JOURNAL OF THE
ROYAL MEDICAL SERVICES

Official Publication for the Jordanian Royal Medical Services


WATER ABSORPTION AND SOLUBILITY OF PROVISIONAL CROWN AND BRIDGE: THE EFFECT OF THE INCLUSION OF POLYETHYLENE FIBERS


Riyad Al-Habahbeh BDS*


ABSTRACT

Objective: This study was designed to investigate the effect of the inclusion of chopped lengths of ultra-high-modulus polyethylene fibers on the water absorption and solubility of two commercially available provisional crown and bridge materials, Protemp (Bis acrylic composite) and Trim (Polyvinylethylmethacrylate).

Methods: Twenty specimens were made of each material, 10 without any fiber loading served as a control, and 10 with 4% by weight fiber loading were used. The water absorption was measured after 7-day storage in de-ionized water at 37±1 °C.

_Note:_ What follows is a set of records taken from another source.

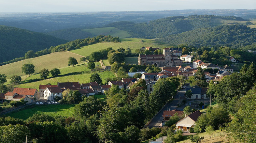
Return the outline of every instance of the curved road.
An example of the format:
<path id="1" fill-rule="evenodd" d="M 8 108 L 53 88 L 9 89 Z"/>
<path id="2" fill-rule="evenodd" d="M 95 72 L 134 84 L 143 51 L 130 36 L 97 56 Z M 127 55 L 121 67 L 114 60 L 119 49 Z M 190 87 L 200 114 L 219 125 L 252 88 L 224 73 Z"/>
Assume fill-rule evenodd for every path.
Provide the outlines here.
<path id="1" fill-rule="evenodd" d="M 162 121 L 163 118 L 162 116 L 164 110 L 168 110 L 169 109 L 170 110 L 178 109 L 180 110 L 183 110 L 183 108 L 179 108 L 177 107 L 177 104 L 179 103 L 179 98 L 180 96 L 182 97 L 184 96 L 184 94 L 186 93 L 186 89 L 182 89 L 176 93 L 174 97 L 174 100 L 171 102 L 168 103 L 156 116 L 152 120 L 151 122 L 148 124 L 147 126 L 150 128 L 153 127 L 157 127 L 159 126 L 162 123 Z"/>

Results: In the water absorption test, Trim exhibited significantly more water absorption than Protemp. The inclusion of fibers increased the water absorption of Protemp but had no effect on Trim. However, it decreased the water solubility of Trim.

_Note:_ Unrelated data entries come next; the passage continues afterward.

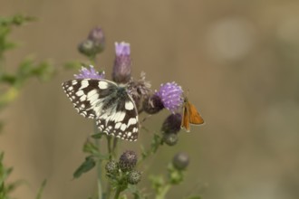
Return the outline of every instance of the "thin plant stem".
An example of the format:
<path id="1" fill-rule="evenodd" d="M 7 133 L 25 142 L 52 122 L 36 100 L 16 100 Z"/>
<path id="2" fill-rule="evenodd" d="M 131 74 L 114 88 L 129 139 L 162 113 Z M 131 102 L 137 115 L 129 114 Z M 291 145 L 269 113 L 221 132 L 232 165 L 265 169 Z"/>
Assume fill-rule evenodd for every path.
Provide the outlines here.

Conclusion: Incorporation of ultra-high-modulus polyethylene fibers produced a statistically significant increase in the water absorption of Protemp and a statistically significant decrease in the water solubility of Trim. Water absorption of Trim was unaffected by the inclusion of fibers.

Key words:
Provisional crown and bridge restorations, Polyethylene fibers, Absorption and solubility.

JRMS April 2007; 14(1): 22-25


Introduction


There is no question that patients today demand a sophisticated level of restorative dentistry, in terms of both esthetics and function. No elective restorative dentistry should be undertaken without a clear understanding of the patient’s expectations and the limitations of the restorative therapy.

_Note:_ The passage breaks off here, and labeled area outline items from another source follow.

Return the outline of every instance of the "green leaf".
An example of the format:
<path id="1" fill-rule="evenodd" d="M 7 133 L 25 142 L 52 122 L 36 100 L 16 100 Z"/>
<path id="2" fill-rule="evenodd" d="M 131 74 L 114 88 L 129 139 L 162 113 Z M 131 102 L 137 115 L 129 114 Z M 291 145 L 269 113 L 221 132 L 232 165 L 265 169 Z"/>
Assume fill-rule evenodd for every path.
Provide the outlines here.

The dentist should have a clear picture in mind of the final results before initiating irreversible therapy. The use of mounted diagnostic wax-ups and provisional restorations permits patient acceptance to be obtained before the definitive phase is initiated. Too often the dentist does not take advantage of this important restorative option, with disastrous results when definitive restorations are viewed by the patient for the first time(1).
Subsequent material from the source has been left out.